Confidence intervals

GADMA contains special scripts for Confidence Intervals evaluation. To get CI one will need correctly bootstrapped data. If SNP’s that were used for AFS are unlinked, then usual bootstrap over them should be performed. However, if they are linked then block bootstrap should be used. It is done over the unlinked regions of genome.

When bootstrapped data is ready, one should run two scripts gadma-run_ls_on_boot_data and gadma-get_confidence_intervals in order to get CI. One can find example here.

Run local search on bootstrapped data

First script gadma-run_ls_on_boot_data runs local search from known optimum for initial AFS (the one that GADMA found) for each AFS from bootstrap. The usage is following:

$ gadma-run_ls_on_boot_data --help

usage: GADMA module for runs of local search on bootstrapped data.
Is needed for calculating confidence intervals.
       [-h] -b <dir> -d <filename> -o <dir> [-j N]
       [--opt log/powell] [-p <filename>]

optional arguments:
  -h, --help            show this help message and exit
  -b <dir>, --boots <dir>
                        Directory where bootstrapped data is
                        located.
  -d <filename>, --dem_model <filename>
                        File with demographic model. Should
                        contain `model_func` or `generated_model`
                        function. One can put there several extra
                        parameters and they will be taken
                        automatically, otherwise one will need to
                        enter them manually. Such parameters are:
                        1) p0 (or popt) - initial parameters values
                        2) lower_bound - list of lower bounds for
                        parameters values
                        4) upper_bound - list of upper bounds for
                        parameters values
                        5) par_labels/param_labels - list of
                        string names for parameters
                        6) pts - pts for dadi (if there is no pts
                        then moments will be run automatically).
  -o <dir>, --output <dir>
                        Output directory.
  -j N, --jobs N        Number of threads for parallel run.
  --opt log/powell      Local search algorithm, by now it can be:
                        1) `log` - Inference.optimize_log
                        2) `powell` - Inference.optimize_powell.
  -p <filename>, --params <filename>
                        Filename with parameters, should be valid
                        python file.
                        Parameters are presented in -d/--dem_model
                        option description upper.

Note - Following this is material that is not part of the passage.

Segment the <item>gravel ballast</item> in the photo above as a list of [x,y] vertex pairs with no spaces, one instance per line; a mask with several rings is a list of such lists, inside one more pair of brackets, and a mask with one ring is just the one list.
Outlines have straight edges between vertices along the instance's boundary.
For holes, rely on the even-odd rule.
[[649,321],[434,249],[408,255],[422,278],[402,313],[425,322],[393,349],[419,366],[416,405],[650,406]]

After the run, there will be pandas table in output directory with two different extensions - result_table.pkl and result_table.csv. It contains parameters for each bootstrap. At this point of time it is possible to change its units and add new parameters with additional manipulations in Python and then run gadma-get_confidence_intervals to get CI.

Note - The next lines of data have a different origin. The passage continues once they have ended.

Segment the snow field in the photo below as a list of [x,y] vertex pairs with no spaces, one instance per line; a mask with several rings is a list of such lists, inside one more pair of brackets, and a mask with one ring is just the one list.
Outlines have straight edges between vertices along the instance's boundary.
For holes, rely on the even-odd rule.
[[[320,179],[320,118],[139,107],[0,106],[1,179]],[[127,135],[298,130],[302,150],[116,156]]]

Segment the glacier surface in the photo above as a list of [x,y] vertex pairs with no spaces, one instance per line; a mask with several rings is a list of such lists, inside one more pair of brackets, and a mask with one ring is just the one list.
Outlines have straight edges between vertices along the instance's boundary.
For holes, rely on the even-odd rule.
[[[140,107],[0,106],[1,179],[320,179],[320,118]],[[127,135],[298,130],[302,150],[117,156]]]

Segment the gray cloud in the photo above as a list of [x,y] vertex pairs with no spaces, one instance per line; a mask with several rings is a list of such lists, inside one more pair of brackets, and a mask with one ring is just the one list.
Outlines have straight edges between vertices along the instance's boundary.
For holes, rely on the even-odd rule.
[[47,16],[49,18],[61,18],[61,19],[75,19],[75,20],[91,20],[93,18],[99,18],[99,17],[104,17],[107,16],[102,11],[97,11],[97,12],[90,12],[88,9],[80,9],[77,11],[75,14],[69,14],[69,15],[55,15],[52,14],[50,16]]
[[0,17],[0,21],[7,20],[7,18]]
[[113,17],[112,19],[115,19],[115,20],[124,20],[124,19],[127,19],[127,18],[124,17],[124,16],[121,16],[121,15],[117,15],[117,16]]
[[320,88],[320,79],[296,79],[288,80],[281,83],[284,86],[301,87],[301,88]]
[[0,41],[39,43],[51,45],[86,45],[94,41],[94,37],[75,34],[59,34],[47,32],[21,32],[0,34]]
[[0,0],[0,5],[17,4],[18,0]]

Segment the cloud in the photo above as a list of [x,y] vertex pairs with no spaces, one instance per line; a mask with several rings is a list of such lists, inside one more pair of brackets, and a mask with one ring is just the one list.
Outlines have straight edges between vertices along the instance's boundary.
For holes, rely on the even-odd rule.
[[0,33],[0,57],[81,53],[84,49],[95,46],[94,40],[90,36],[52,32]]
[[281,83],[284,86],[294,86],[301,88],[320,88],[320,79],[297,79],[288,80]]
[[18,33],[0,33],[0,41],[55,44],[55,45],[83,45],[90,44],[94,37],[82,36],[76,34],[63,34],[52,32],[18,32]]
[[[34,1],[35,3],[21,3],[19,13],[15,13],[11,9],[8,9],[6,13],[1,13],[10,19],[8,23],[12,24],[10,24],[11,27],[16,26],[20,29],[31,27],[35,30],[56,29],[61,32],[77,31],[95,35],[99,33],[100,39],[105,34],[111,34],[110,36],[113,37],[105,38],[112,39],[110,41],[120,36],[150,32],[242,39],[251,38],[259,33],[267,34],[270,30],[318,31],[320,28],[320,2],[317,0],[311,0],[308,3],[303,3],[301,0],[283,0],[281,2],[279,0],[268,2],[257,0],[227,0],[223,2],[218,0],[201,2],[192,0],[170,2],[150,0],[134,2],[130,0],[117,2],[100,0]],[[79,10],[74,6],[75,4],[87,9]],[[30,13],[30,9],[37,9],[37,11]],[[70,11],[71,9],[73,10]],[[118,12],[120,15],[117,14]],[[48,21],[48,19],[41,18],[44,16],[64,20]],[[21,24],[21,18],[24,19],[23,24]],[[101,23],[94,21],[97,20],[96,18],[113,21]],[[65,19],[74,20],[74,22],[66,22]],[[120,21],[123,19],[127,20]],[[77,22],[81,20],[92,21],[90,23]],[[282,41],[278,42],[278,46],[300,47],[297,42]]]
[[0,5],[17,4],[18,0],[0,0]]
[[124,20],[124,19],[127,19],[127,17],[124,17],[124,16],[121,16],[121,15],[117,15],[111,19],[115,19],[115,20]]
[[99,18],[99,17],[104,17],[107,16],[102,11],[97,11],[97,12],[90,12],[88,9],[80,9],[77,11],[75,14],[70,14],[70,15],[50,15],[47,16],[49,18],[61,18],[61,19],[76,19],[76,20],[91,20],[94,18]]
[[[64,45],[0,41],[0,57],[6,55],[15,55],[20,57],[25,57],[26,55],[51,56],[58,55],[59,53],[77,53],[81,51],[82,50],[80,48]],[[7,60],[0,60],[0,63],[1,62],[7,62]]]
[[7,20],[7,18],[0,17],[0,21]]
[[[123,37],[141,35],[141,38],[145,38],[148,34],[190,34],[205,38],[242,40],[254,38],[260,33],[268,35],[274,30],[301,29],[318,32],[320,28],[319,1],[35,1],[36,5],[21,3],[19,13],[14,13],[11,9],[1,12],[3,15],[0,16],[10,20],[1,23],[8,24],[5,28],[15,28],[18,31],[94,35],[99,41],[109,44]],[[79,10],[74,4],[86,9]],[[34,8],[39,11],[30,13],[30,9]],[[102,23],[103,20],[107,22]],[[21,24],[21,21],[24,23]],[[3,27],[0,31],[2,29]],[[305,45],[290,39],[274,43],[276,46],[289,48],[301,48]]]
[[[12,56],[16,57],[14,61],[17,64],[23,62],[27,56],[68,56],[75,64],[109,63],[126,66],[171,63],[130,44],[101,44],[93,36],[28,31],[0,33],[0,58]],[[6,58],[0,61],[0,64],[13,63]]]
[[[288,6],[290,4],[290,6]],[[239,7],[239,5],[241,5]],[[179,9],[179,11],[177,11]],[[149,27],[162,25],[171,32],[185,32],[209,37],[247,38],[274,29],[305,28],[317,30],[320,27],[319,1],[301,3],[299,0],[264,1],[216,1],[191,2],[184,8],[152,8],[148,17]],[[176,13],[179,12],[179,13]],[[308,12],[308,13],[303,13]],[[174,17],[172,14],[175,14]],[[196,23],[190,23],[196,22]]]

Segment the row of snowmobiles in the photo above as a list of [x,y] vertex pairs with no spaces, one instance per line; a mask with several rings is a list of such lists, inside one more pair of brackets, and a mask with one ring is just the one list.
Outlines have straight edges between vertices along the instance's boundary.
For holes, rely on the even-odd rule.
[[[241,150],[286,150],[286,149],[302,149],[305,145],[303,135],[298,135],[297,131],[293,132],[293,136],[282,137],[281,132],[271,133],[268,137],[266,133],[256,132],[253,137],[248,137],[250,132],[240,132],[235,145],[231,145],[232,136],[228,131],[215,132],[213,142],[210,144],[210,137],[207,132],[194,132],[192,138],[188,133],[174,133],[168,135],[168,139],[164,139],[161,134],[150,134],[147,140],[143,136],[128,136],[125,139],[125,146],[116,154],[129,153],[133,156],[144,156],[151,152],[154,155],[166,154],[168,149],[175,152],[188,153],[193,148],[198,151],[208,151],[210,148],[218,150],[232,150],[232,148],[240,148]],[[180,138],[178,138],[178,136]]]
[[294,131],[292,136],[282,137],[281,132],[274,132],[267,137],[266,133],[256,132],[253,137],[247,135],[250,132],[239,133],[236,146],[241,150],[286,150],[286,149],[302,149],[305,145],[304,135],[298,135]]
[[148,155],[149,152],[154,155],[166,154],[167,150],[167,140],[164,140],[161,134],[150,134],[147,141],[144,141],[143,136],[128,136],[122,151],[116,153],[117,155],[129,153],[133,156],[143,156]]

Get Confidence Intervals from table

After the gadma-run_ls_on_boot_data the result table will be in output directory. One can change its columns due to what parameters should be used for CI. For example, it is possible to translate units from genetic and add such parameter as size of ancestral population (N_A). To do it user should write script.

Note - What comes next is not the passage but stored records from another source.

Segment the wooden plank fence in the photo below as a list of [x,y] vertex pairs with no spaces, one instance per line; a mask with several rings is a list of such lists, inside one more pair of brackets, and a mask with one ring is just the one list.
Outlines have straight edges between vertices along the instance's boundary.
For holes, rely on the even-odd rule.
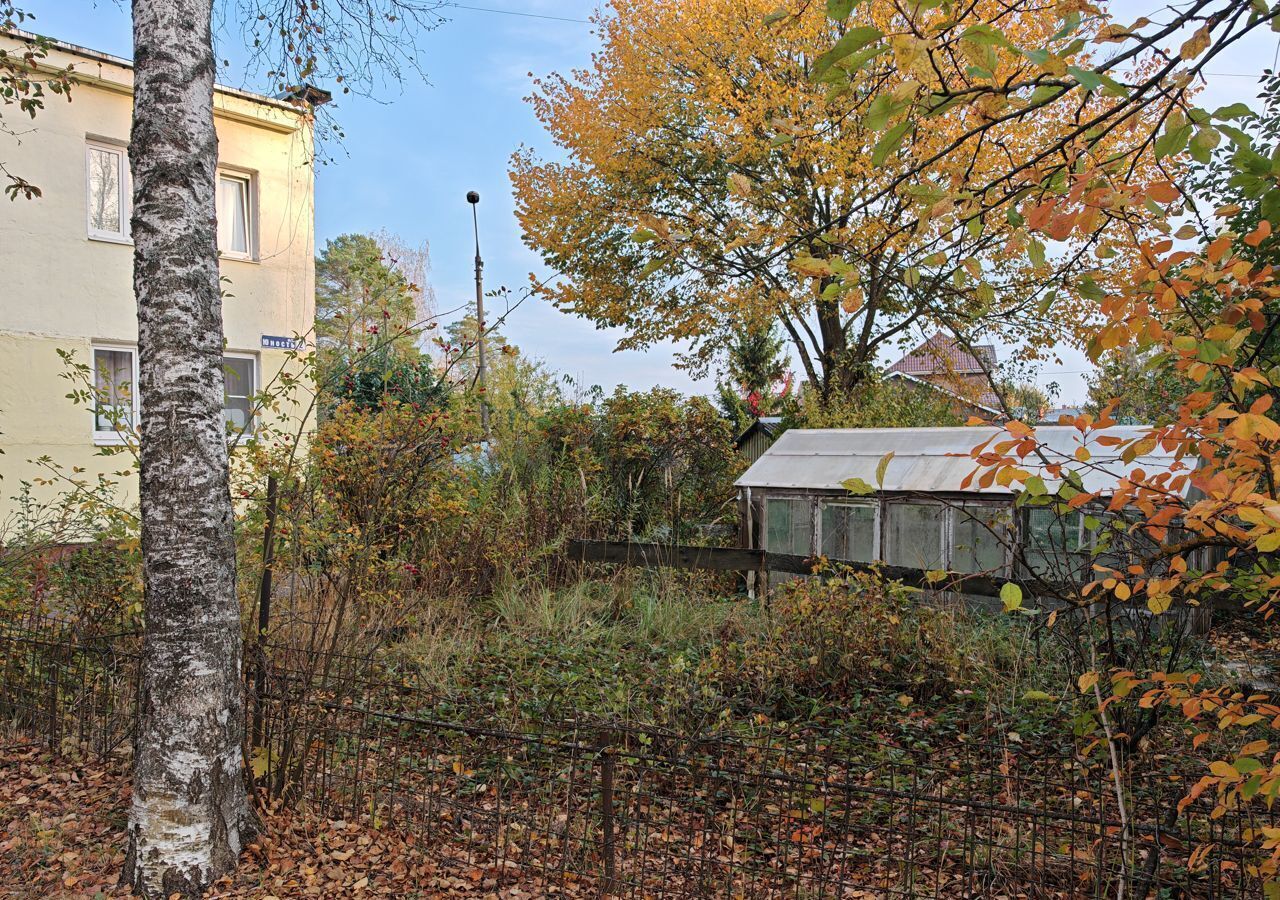
[[[688,544],[638,544],[630,541],[571,540],[570,559],[584,563],[610,563],[644,568],[709,569],[715,572],[787,572],[812,575],[819,560],[788,553],[770,553],[747,547],[695,547]],[[908,587],[930,591],[953,591],[977,597],[999,597],[1006,584],[1015,584],[1027,597],[1043,594],[1053,585],[1042,582],[974,575],[965,572],[925,572],[882,563],[840,562],[841,569],[874,572]]]

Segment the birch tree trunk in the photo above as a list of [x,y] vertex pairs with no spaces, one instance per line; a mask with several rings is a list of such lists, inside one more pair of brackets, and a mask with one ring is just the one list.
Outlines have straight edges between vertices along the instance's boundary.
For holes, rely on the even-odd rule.
[[122,882],[199,896],[255,818],[222,419],[212,0],[134,0],[134,291],[146,637]]

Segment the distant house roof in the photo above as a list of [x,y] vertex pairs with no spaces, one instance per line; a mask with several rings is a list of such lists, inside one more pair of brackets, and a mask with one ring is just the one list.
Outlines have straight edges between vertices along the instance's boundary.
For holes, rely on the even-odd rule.
[[988,405],[988,402],[1000,402],[1000,399],[990,391],[984,391],[978,395],[977,399],[974,399],[972,397],[966,397],[957,391],[951,390],[950,388],[943,387],[940,384],[936,384],[935,382],[925,381],[923,378],[919,378],[915,375],[908,375],[906,372],[890,372],[885,376],[885,379],[906,381],[911,384],[919,385],[920,387],[926,387],[931,391],[938,391],[939,393],[946,394],[948,397],[953,397],[955,400],[966,406],[972,407],[974,412],[984,412],[990,416],[1004,415],[1004,413],[1000,412],[1000,410],[996,409],[994,406]]
[[751,436],[757,431],[764,434],[765,437],[773,437],[781,428],[782,416],[761,416],[748,425],[742,434],[738,435],[738,439],[733,442],[733,446],[741,450],[742,445],[750,440]]
[[1084,415],[1084,409],[1079,406],[1055,406],[1047,409],[1041,419],[1048,425],[1057,425],[1058,420],[1063,416],[1069,419],[1078,419]]
[[996,348],[978,344],[973,353],[953,337],[936,332],[919,347],[889,367],[904,375],[985,375],[994,371]]
[[[1115,427],[1105,433],[1128,440],[1149,431],[1149,428]],[[962,484],[965,476],[974,470],[974,460],[969,455],[973,448],[1003,433],[994,426],[792,428],[779,437],[736,484],[744,488],[838,491],[847,479],[861,478],[882,491],[1010,495],[1013,491],[999,484],[979,487],[976,478],[967,487]],[[1142,469],[1150,476],[1194,466],[1194,461],[1179,463],[1172,453],[1159,447],[1131,463],[1122,463],[1116,448],[1091,441],[1088,445],[1091,466],[1099,465],[1106,470],[1097,471],[1075,461],[1075,451],[1083,437],[1074,426],[1043,426],[1036,429],[1036,437],[1044,445],[1048,461],[1079,471],[1088,491],[1107,493],[1115,488],[1117,474],[1127,474],[1134,469]],[[893,458],[885,467],[883,483],[878,483],[876,468],[890,452]],[[1022,468],[1039,474],[1050,485],[1050,490],[1060,481],[1047,475],[1043,464],[1037,465],[1031,459],[1025,460]]]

To calculate confidence intervals:

$ gadma-get_confidence_intervals --help
usage: GADMA module for calculating confidence
        intervals from the result table of local
        search runs on bootstrapped data.
       [-h] [--log] [--tex] [--acc N] <filename>

positional arguments:
  <filename>  Filename (.csv or .pkl) with result from
              local search runs on bootstrapped data.
              Output of gadma-run_ls_on_boot_data.

optional arguments:
  -h, --help  show this help message and exit
  --log       If log then logarithm will be used to
              calculate confidence intervals.
  --tex       Tex output.
  --acc N     Accuracy of output (dafault: 5).